Did Shakespeare Write Let It Be?

Personally, I’m not a huge Beatles fan. I put them in that category where I can acknowledge that they deserve their legendary status in the history of music, but that doesn’t mean when a song of theirs comes on the radio I turn it up. (Except maybe some stuff off the White album.)

So I don’t have all the trivia about where and when the Beatles crossover with Shakespeare. I know there’s a video of some TV skit where they did bits from A Midsummer Night’s Dream. And isn’t there a song out there that samples from King Lear? There are probably plenty more that have scooted their way across my radar over the years.
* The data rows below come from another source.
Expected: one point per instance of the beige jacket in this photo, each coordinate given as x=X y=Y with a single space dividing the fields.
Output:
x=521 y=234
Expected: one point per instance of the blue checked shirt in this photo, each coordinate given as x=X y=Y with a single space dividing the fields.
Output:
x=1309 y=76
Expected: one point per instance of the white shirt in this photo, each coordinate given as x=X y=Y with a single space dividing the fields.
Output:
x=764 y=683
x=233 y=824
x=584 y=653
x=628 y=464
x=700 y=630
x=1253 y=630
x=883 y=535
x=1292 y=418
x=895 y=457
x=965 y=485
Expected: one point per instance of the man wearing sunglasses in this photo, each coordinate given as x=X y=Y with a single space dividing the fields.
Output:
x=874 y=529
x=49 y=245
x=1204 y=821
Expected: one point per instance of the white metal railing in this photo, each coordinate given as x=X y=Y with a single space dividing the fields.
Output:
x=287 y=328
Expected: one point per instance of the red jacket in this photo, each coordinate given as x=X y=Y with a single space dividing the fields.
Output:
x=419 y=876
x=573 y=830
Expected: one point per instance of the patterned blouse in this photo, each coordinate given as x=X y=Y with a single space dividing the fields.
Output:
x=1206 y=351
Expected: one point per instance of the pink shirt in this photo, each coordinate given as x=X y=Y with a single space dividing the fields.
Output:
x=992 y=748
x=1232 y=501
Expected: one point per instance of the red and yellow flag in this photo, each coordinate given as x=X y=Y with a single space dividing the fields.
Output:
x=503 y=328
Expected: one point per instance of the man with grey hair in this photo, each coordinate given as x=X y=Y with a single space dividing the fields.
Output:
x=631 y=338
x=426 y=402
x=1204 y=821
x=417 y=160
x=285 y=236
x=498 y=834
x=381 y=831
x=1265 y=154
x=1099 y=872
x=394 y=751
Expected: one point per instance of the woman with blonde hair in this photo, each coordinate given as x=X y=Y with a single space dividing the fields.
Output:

But a headline like “Paul McCartney reveals how Shakespeare inspired Let It Be” is just begging me to click it. One of their most popular songs, inspired by Shakespeare’s most well-known play? And I haven’t heard this story before? Ok, I’m curious.

Right off the bat, the article mentions inspiration at a “subconscious level,” and I think oh, here we go. But then it takes a turn:

“And it had been pointed out to me recently that Hamlet, when he has been poisoned, he actually says, ‘Let it be’ – act five, scene two. He says ‘Let be’ the first time, then the second time he says, ‘Had I but time — as this fell sergeant, Death, Is strict in his arrest — oh, I could tell you. But let it be Horatio.’”

The Beatle concluded: “I was interested that I was exposed to those words during a time when I was studying Shakespeare so that years later the phrase appears to me in a dream with my mother saying it.”

Really? There’s really that one-to-one connection? To The Text!

The second reference is easy to find, starting in Q2. It’s just like he says, right as Hamlet is dying. It’s not in Q1. It’s in FF as well.

AI-generated image of The Beatles performing Shakespeare
Paul is dead, Horatio.

But what about that first reference? It’s hard to parse that quote — it sounds like he’s saying that the first time is also in Act V Scene 2, but that’s not correct. He’s basically saying, “Yeah, yeah, he says it once … but the second one is the more famous one.”

That’s because the first one doesn’t really hit the same:

 I pray you all,

If you have hitherto conceal’d this sight,

Let it be tenable in your silence still;

Hamlet I.ii

Saying “Let it be” as a complete thought is definitely different from “Let it be this” or “let it be that”.

Still, though. Inspiration confirmed, I guess. Something to add to the Beatles / Shakespeare trivia category.